For most people I see in
the gym, the bench press has become more about building an ego than building a quality set of pecs. Rather than worry about
how much you can lift, you need to focus your attention on how fully you can train and fatigue the pecs themselves (rather
than the arms, shoulders, back, quads, etc.)
Here’s an oldie but
a goodie to help get you to isolate your pecs on the flat bench press. It’s a simple technique that can really make
a difference in how fully and intensely you’re able to hit the pecs.
Sit upright with perfect
posture on the end of a flat bench. Roll your shoulders back and down slightly—almost as if you’re pushing your
shoulder blades towards each other.
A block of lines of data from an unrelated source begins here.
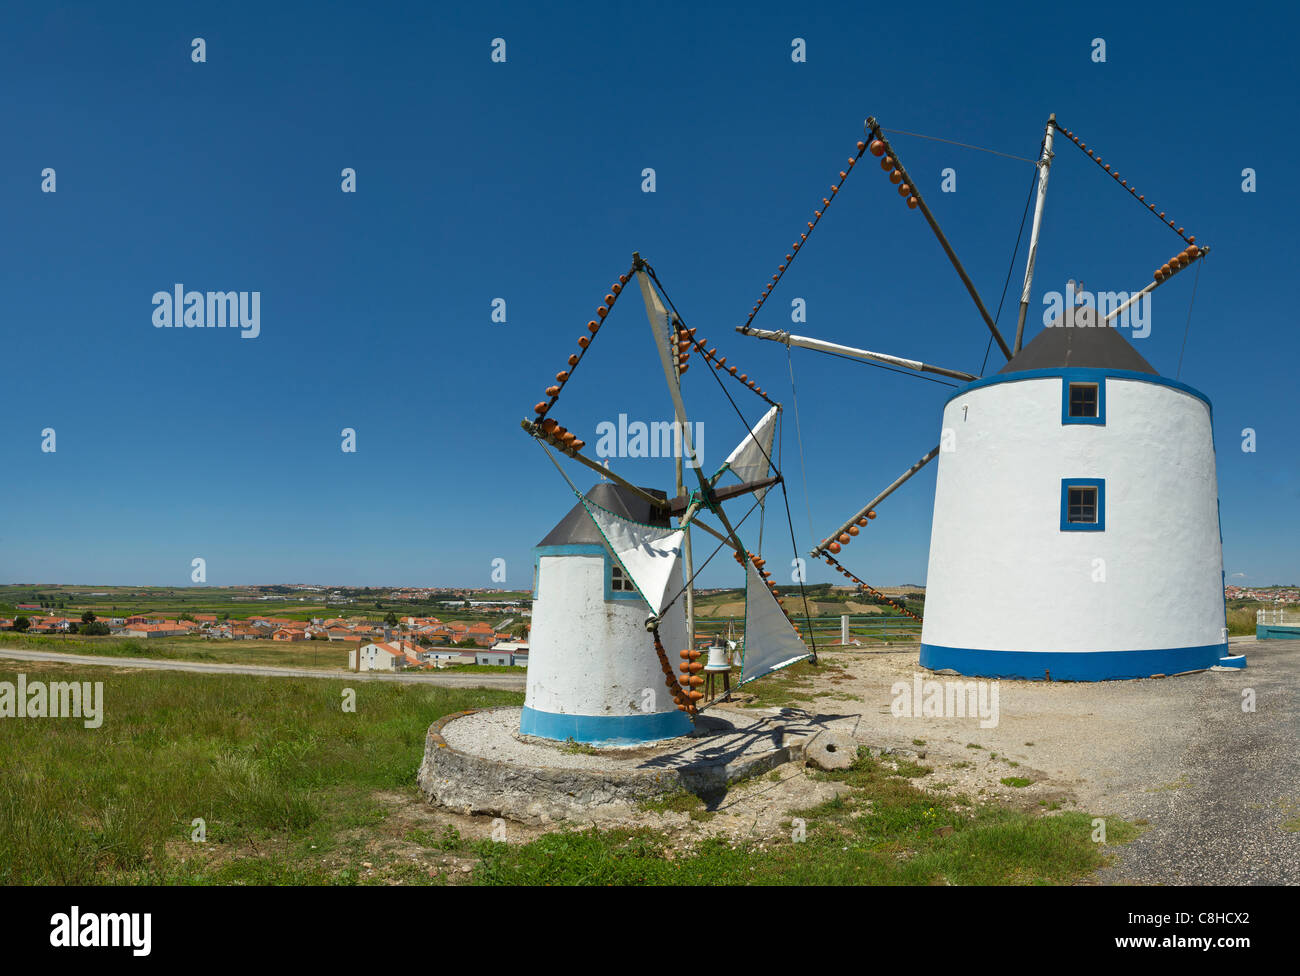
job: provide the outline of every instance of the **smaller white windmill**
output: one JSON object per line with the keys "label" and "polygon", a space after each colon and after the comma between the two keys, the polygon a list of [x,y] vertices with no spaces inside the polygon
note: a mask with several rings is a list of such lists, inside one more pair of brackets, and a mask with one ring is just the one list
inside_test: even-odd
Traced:
{"label": "smaller white windmill", "polygon": [[[672,497],[632,484],[585,457],[586,442],[553,416],[561,392],[633,277],[641,289],[673,405],[679,449],[674,451]],[[690,731],[704,707],[700,688],[705,665],[695,646],[693,583],[723,548],[730,549],[745,567],[740,684],[816,657],[816,648],[804,644],[787,615],[766,561],[738,535],[755,511],[761,524],[769,489],[780,485],[784,498],[784,482],[773,458],[781,406],[748,375],[728,366],[725,356],[696,338],[640,255],[633,255],[632,267],[605,295],[587,331],[578,340],[578,351],[569,356],[568,368],[557,373],[555,383],[547,388],[548,399],[534,408],[535,419],[522,422],[555,463],[578,504],[535,550],[533,627],[520,730],[593,744],[652,742]],[[682,375],[693,351],[703,356],[720,384],[725,374],[767,405],[751,425],[727,392],[746,435],[712,476],[700,467],[692,443],[694,428],[682,399]],[[552,449],[597,471],[608,482],[579,491]],[[698,485],[689,490],[688,467],[698,478]],[[739,483],[721,486],[727,477]],[[733,524],[724,503],[751,495],[748,511]],[[706,517],[716,519],[718,525],[710,525]],[[692,551],[695,529],[718,543],[698,567]],[[802,590],[801,575],[797,582]]]}

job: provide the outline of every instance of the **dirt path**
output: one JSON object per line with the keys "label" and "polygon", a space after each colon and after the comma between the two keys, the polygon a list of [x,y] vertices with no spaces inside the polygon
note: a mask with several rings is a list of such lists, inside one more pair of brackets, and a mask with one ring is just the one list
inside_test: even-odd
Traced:
{"label": "dirt path", "polygon": [[198,674],[251,674],[263,678],[332,678],[335,681],[399,681],[411,684],[443,685],[448,688],[501,688],[523,691],[526,675],[499,671],[469,674],[429,674],[382,671],[346,671],[313,668],[283,668],[263,664],[213,664],[207,661],[163,661],[147,657],[109,657],[96,654],[63,654],[58,651],[27,651],[0,648],[0,661],[59,661],[105,668],[141,668],[151,671],[190,671]]}

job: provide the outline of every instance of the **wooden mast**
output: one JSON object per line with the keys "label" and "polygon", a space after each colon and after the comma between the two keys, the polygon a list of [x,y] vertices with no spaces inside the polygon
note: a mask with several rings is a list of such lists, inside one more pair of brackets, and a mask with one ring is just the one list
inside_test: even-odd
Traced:
{"label": "wooden mast", "polygon": [[1012,355],[1020,352],[1025,339],[1025,316],[1029,312],[1029,290],[1034,283],[1034,260],[1038,257],[1038,232],[1043,226],[1043,207],[1047,203],[1047,177],[1052,168],[1052,136],[1056,132],[1056,113],[1047,119],[1043,137],[1043,154],[1038,159],[1038,199],[1034,202],[1034,224],[1029,231],[1029,258],[1025,262],[1025,287],[1020,292],[1020,314],[1016,317],[1016,342]]}

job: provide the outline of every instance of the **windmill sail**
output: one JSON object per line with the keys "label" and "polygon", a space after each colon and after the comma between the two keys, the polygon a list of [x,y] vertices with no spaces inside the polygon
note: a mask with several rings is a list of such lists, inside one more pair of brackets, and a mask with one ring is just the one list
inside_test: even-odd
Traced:
{"label": "windmill sail", "polygon": [[[741,481],[759,481],[767,477],[772,468],[772,439],[776,434],[776,416],[780,409],[772,407],[763,415],[753,431],[746,434],[745,439],[728,455],[718,473],[713,476],[714,481],[727,470]],[[754,493],[754,497],[761,502],[767,491],[768,489],[762,488]]]}
{"label": "windmill sail", "polygon": [[740,683],[812,657],[794,625],[772,596],[757,567],[745,560],[745,655]]}
{"label": "windmill sail", "polygon": [[664,605],[676,596],[669,592],[668,584],[675,575],[680,579],[675,571],[686,532],[634,522],[601,508],[585,495],[578,497],[637,592],[650,604],[650,609],[662,613]]}

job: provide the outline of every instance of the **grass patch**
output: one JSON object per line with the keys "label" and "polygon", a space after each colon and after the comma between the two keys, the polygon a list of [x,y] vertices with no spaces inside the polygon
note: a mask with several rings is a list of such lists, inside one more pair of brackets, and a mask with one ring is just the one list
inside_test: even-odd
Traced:
{"label": "grass patch", "polygon": [[1023,776],[1003,776],[1001,779],[1003,786],[1013,786],[1018,790],[1032,785],[1033,782],[1032,779],[1025,779]]}
{"label": "grass patch", "polygon": [[[824,778],[846,795],[795,813],[801,842],[713,838],[684,849],[648,830],[575,830],[529,844],[480,847],[489,885],[1065,884],[1105,863],[1083,813],[959,810],[861,752]],[[684,801],[682,801],[684,802]],[[1107,821],[1110,840],[1136,835]]]}
{"label": "grass patch", "polygon": [[[821,692],[814,694],[813,679],[818,675],[824,678],[835,678],[846,676],[848,671],[843,667],[831,664],[822,660],[819,664],[813,664],[811,661],[800,661],[798,664],[792,664],[788,668],[782,668],[775,674],[770,674],[765,678],[759,678],[757,681],[751,681],[745,685],[745,690],[753,695],[753,699],[745,703],[746,708],[797,708],[800,705],[806,705],[816,697],[834,696],[833,692]],[[845,700],[855,698],[855,696],[845,696]],[[856,699],[861,700],[861,699]]]}
{"label": "grass patch", "polygon": [[321,851],[346,858],[339,836],[383,821],[376,791],[413,792],[434,720],[522,699],[359,682],[353,713],[346,681],[24,664],[29,680],[103,681],[104,723],[5,721],[6,885],[337,883]]}
{"label": "grass patch", "polygon": [[577,739],[574,739],[572,736],[564,740],[564,743],[560,746],[560,751],[567,752],[570,753],[571,755],[577,755],[577,756],[599,756],[600,755],[600,750],[597,749],[595,746],[588,745],[585,742],[579,742]]}
{"label": "grass patch", "polygon": [[678,790],[676,793],[642,800],[637,806],[642,810],[653,813],[668,813],[669,811],[685,813],[692,820],[712,820],[714,817],[713,811],[707,809],[702,799],[686,790]]}

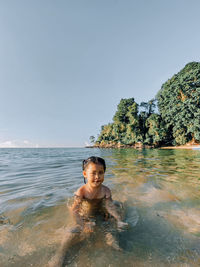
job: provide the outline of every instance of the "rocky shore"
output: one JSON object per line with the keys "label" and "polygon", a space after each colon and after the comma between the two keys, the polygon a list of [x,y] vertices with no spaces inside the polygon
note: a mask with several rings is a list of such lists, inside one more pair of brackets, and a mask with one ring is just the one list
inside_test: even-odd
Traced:
{"label": "rocky shore", "polygon": [[184,146],[165,146],[161,149],[200,149],[200,145],[184,145]]}
{"label": "rocky shore", "polygon": [[134,149],[143,149],[143,148],[159,148],[159,149],[200,149],[200,144],[191,144],[188,143],[186,145],[180,145],[180,146],[163,146],[163,147],[157,147],[157,146],[148,146],[144,145],[140,142],[134,144],[134,145],[123,145],[121,143],[118,144],[103,144],[103,145],[93,145],[93,146],[86,146],[86,148],[134,148]]}
{"label": "rocky shore", "polygon": [[134,145],[124,145],[121,143],[100,144],[100,145],[94,144],[93,146],[86,146],[86,148],[135,148],[135,149],[142,149],[142,148],[155,148],[155,147],[143,145],[141,142],[138,142]]}

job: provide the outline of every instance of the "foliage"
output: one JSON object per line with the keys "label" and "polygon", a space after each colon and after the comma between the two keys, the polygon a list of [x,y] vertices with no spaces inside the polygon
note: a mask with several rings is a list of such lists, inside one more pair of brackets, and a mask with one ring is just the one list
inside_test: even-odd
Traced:
{"label": "foliage", "polygon": [[164,83],[157,100],[174,144],[200,141],[200,63],[187,64]]}
{"label": "foliage", "polygon": [[89,139],[90,139],[90,143],[93,144],[95,142],[95,137],[93,135],[91,135]]}
{"label": "foliage", "polygon": [[129,123],[128,111],[129,107],[135,104],[134,98],[121,99],[117,106],[117,111],[113,117],[115,123]]}
{"label": "foliage", "polygon": [[[155,113],[156,101],[159,114]],[[137,104],[121,99],[113,122],[103,125],[96,144],[154,147],[200,141],[200,63],[187,64],[164,83],[156,99]]]}
{"label": "foliage", "polygon": [[145,135],[145,144],[154,147],[170,144],[171,136],[168,134],[159,114],[151,114],[146,119],[145,126],[148,129]]}

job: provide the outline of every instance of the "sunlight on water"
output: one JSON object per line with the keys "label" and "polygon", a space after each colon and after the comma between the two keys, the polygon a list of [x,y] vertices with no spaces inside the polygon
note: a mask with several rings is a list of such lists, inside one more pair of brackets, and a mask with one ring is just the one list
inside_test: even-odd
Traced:
{"label": "sunlight on water", "polygon": [[101,229],[70,249],[67,266],[199,266],[200,151],[0,149],[0,266],[46,266],[73,225],[81,161],[105,158],[105,185],[123,202],[122,251]]}

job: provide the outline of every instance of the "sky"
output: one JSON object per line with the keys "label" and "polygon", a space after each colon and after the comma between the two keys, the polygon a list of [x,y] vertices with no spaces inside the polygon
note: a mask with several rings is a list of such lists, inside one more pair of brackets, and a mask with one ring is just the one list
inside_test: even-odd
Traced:
{"label": "sky", "polygon": [[0,147],[83,147],[200,61],[199,0],[0,0]]}

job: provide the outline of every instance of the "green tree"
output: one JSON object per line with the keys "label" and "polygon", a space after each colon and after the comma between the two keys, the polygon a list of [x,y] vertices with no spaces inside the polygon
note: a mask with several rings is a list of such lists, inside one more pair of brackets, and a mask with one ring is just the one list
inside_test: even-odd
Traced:
{"label": "green tree", "polygon": [[141,141],[142,137],[139,127],[138,104],[136,102],[133,102],[133,104],[128,107],[126,118],[128,123],[126,125],[126,133],[122,139],[122,143],[133,145]]}
{"label": "green tree", "polygon": [[[155,113],[156,101],[159,114]],[[200,142],[200,63],[187,64],[165,82],[156,100],[138,105],[121,99],[113,122],[102,126],[98,144],[161,146]]]}
{"label": "green tree", "polygon": [[129,118],[127,113],[129,111],[129,107],[135,103],[134,98],[124,99],[122,98],[117,106],[117,111],[113,117],[113,121],[115,123],[129,123]]}
{"label": "green tree", "polygon": [[[146,135],[148,132],[148,124],[146,123],[147,119],[154,113],[156,108],[155,99],[151,99],[148,102],[140,103],[140,115],[139,115],[139,128],[142,136],[142,142],[145,143]],[[151,140],[151,139],[150,139]],[[148,144],[150,144],[148,142]]]}
{"label": "green tree", "polygon": [[156,99],[151,99],[148,102],[141,102],[140,107],[145,110],[147,116],[149,117],[151,114],[154,113],[156,108]]}
{"label": "green tree", "polygon": [[113,126],[113,123],[109,123],[101,127],[101,133],[97,138],[96,144],[109,144],[116,140]]}
{"label": "green tree", "polygon": [[95,137],[93,135],[91,135],[89,139],[90,139],[90,143],[93,144],[95,142]]}
{"label": "green tree", "polygon": [[159,112],[173,144],[200,141],[200,63],[188,63],[157,94]]}
{"label": "green tree", "polygon": [[121,99],[113,123],[104,125],[97,139],[98,144],[134,144],[139,129],[138,104],[134,98]]}
{"label": "green tree", "polygon": [[159,114],[151,114],[147,118],[145,126],[147,128],[145,144],[153,145],[154,147],[169,144],[170,141],[168,139],[170,138]]}

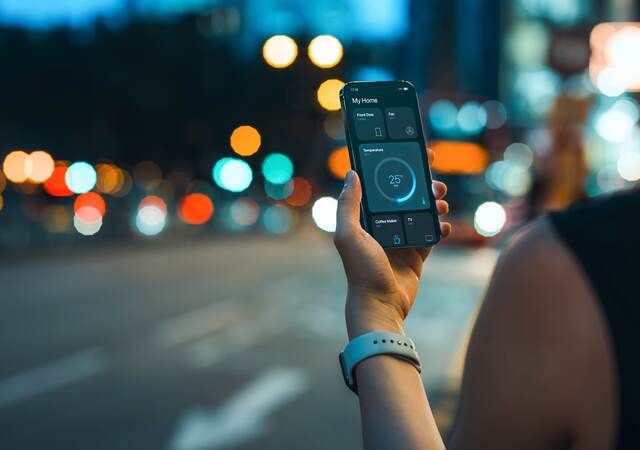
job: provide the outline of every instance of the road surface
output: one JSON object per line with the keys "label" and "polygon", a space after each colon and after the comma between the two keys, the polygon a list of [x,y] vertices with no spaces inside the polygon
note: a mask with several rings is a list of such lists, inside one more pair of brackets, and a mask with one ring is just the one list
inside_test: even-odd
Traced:
{"label": "road surface", "polygon": [[[438,248],[407,333],[443,426],[491,249]],[[354,449],[330,237],[91,249],[0,266],[0,448]]]}

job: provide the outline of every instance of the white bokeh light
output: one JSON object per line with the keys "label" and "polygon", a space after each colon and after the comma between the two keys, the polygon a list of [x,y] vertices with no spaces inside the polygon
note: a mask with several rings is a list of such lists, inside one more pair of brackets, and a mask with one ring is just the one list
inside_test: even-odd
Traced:
{"label": "white bokeh light", "polygon": [[313,204],[311,216],[321,230],[333,233],[336,231],[336,213],[338,200],[333,197],[321,197]]}
{"label": "white bokeh light", "polygon": [[167,223],[167,215],[156,205],[146,205],[136,214],[136,228],[145,236],[155,236]]}
{"label": "white bokeh light", "polygon": [[618,173],[627,181],[640,180],[640,153],[624,152],[618,158]]}
{"label": "white bokeh light", "polygon": [[478,206],[473,217],[473,225],[481,236],[491,237],[502,231],[507,222],[507,213],[496,202],[485,202]]}

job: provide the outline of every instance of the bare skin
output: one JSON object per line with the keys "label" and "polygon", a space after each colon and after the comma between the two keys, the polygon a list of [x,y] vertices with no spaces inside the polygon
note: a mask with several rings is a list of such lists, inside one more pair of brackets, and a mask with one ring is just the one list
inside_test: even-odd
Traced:
{"label": "bare skin", "polygon": [[[446,186],[434,184],[434,192],[445,214]],[[335,235],[349,285],[349,337],[403,333],[429,250],[385,252],[360,226],[360,201],[360,181],[351,172]],[[443,223],[443,236],[450,229]],[[421,358],[429,364],[428,354]],[[615,370],[590,284],[551,226],[540,221],[512,239],[498,262],[472,334],[447,448],[613,448]],[[413,366],[377,356],[358,365],[356,376],[365,449],[445,448]]]}

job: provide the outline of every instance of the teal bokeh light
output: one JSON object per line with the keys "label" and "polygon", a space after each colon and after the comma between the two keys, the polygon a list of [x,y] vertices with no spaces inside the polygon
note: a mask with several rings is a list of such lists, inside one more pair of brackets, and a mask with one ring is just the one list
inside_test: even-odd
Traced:
{"label": "teal bokeh light", "polygon": [[287,155],[272,153],[262,162],[262,175],[271,184],[285,184],[293,176],[293,163]]}
{"label": "teal bokeh light", "polygon": [[249,164],[237,158],[222,158],[211,171],[213,181],[230,192],[242,192],[253,181],[253,171]]}
{"label": "teal bokeh light", "polygon": [[65,174],[67,187],[74,194],[89,192],[96,185],[96,180],[96,170],[84,161],[71,164]]}

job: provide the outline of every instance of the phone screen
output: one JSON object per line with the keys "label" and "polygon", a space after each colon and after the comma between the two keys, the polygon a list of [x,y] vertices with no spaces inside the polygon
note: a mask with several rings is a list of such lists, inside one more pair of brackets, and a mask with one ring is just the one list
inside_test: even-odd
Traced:
{"label": "phone screen", "polygon": [[415,89],[406,81],[347,83],[340,100],[362,225],[384,248],[427,247],[440,224]]}

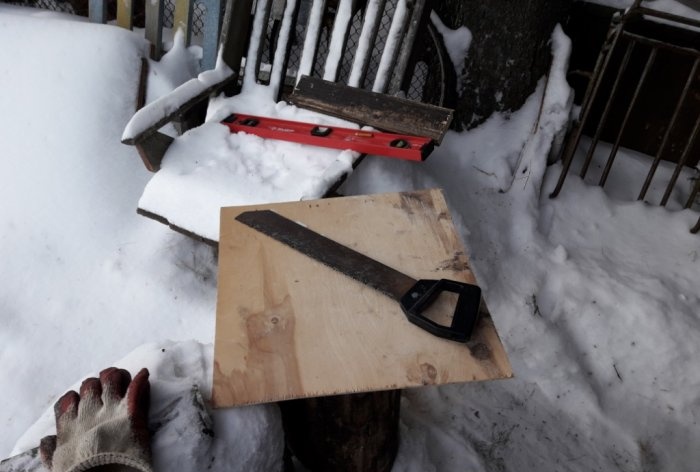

Hold this position as you lay back on the flat bench.
With a shoulder’s
width grip and your elbows in, maintain this position throughout the bench press. It may feel awkward at first and you won’t
be able to lift as much weight as you’re used to, but you’ll hit your pecs hard and you’ll feel the pump.
You should also add some
variation to your chest training. Try blasting your upper chest (the key to that ripped look) with this killer Giant Set:
- Warm-up your pecs thoroughly
first.
- Dumbbell Flyes on the
Incline Bench. Set the bench at a slight angle of around 30 degrees or so. Be sure to get a full stretch on each rep, and
push yourself to failure. I like to use moderately heavy weights here (60 lbs. or so).
- Dumbbell Incline Presses.
Go right into these without any rest at all using the same dumbbells you have in your hands from the Flyes. Go deep on each
rep, throwing your chest out and upward at the stretch point. Then squeeze hard at the point of full contraction. Go to failure.
- Barbell Incline Press.
Now jump right into Barbell Incline Presses with a moderate weight. Your pecs will be substantially fatigued at this point,
so you’ll want to have a spotter to help you push out some solid reps. Again go to failure.
- Dumbbell Flyes on the
Incline Bench. Drop your original dumbbell weight in half (30 lbs. in my example). Maintain great form and go to failure.
- Dumbbell Incline Presses.
Finally, go right into Dumbbell Presses again with the same weight you already have in your hands. No rest. Pump out as many
as you can. This final leg of the Giant Set really separates the men from the boys, or the women from the girls as the case
may be.
- Take a 90 second rest
and repeat entire Giant Set once or twice more if you dare.